A mãe do poeta que acabara de nascer diz que seu filho sempre foi “um menino fora de série”, que “não criava caso com nada”, a ponto de sequer precisar de babás ou empregadas. “Era um menino exemplar, excepcional no colégio, alegre, comunicativo e brincalhão, principalmente com os primos e com a irmã”, acrescenta. “E assim foi até entrar no bendito rock”, complementa em tom de brincadeira, uma vez que, até o final da vida, Renato continuava sendo, para a mãe, “o rapaz doce que sempre foi”.
O gosto pela música já se manifestava quando ele tinha seis ou sete meses de idade, ainda dentro do berço onde, entre os brinquedos, havia um pequeno rádio de pilha tocando “as músicas brasileiras de ótima qualidade da Rádio Tupi”.
“Um dia, me deparei com ele em pé, pulando e segurando na grade do berço. Eu fiquei preocupada, mas a cara dele era alegre. Descobri que era por causa da música porque, quando eu tirava o rádio da cama, ele chiava. O rádio foi a melhor babá que podia existir para meu filho”, recorda dona Carminha.

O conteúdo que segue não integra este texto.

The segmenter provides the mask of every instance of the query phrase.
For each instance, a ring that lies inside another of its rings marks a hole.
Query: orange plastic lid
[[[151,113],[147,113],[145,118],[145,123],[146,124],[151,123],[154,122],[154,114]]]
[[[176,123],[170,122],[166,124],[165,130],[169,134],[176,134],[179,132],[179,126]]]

Livros e discos foram objetos muito presentes na vida do Júnior. “O pai [Renato Manfredini] também era intelectual. Aos domingos, ficávamos todos em uma saleta, cada um com um livro na mão. Escutávamos músicas clássicas e músicas americanas que estavam na moda, em uma vitrola baixa daquelas com pé palito”.
Um dia, os Manfredini foram surpreendidos ao verem o Júnior, aos 2 anos, tirando um disco da vitrola e, com todo cuidado, colocando-o certinho na capa correspondente.
“Não tinha nada na capa. Só nome de artista. Em seguida, ele pegou outro disco e o colocou na vitrola. Ficamos muito impressionados porque ele era muito pequenino para fazer aquilo. Dali em diante, sempre que queria ouvir música ele ia lá colocava o que queria. E sempre guardando na capa certa”, detalha dona Carminha.
“Nunca contei isso a ninguém da família porque achava chato esse negócio de historinha bonitinha de filho”, acrescentou.
“Opípero”
Aos 5 anos, o pequeno Renato escreveu seu primeiro livro. “Um livrinho com ilustração e índice. Era a história de um príncipe que tinha ido no castelo para um jantar ‘opípero’. Eu me surpreendi porque não conhecia essa palavra. O pai então me explicou que era um ‘jantar grandioso, com muita comida’. Aprendi essa palavra com meu filho”.
Uma outra pessoa que aprendeu muita coisa com o Júnior foi a irmã, Carmen Teresa. “A coisa mais marcante que tenho do meu irmão é o fato de ele gostar de me explicar as coisas. Principalmente a parte cultural: literatura, música, arte, teatro, cinema. Aprendi quase tudo com ele. E também as preocupações que ele tinha com relação à carreira que eu iria escolher. Aquela história do ‘o que você vai ser quando você crescer?’. Ele era muito atento ao que me interessava”, lembra Carmen Teresa que, hoje, é professora de inglês e cantora.
As primeiras lembranças que tem do irmão são de cuidados, proteções e as manifestações de afeto e carinho tanto com ela quanto com a mãe. “Mas ele sempre foi muito generoso com todas as pessoas. Tinha uma empatia fora do comum. Era uma pessoa boa, honesta e muito espiritualizada. Ouvia e seguia a própria consciência como ninguém. Inclusive com relação à música. Ele jamais faria música por dinheiro”.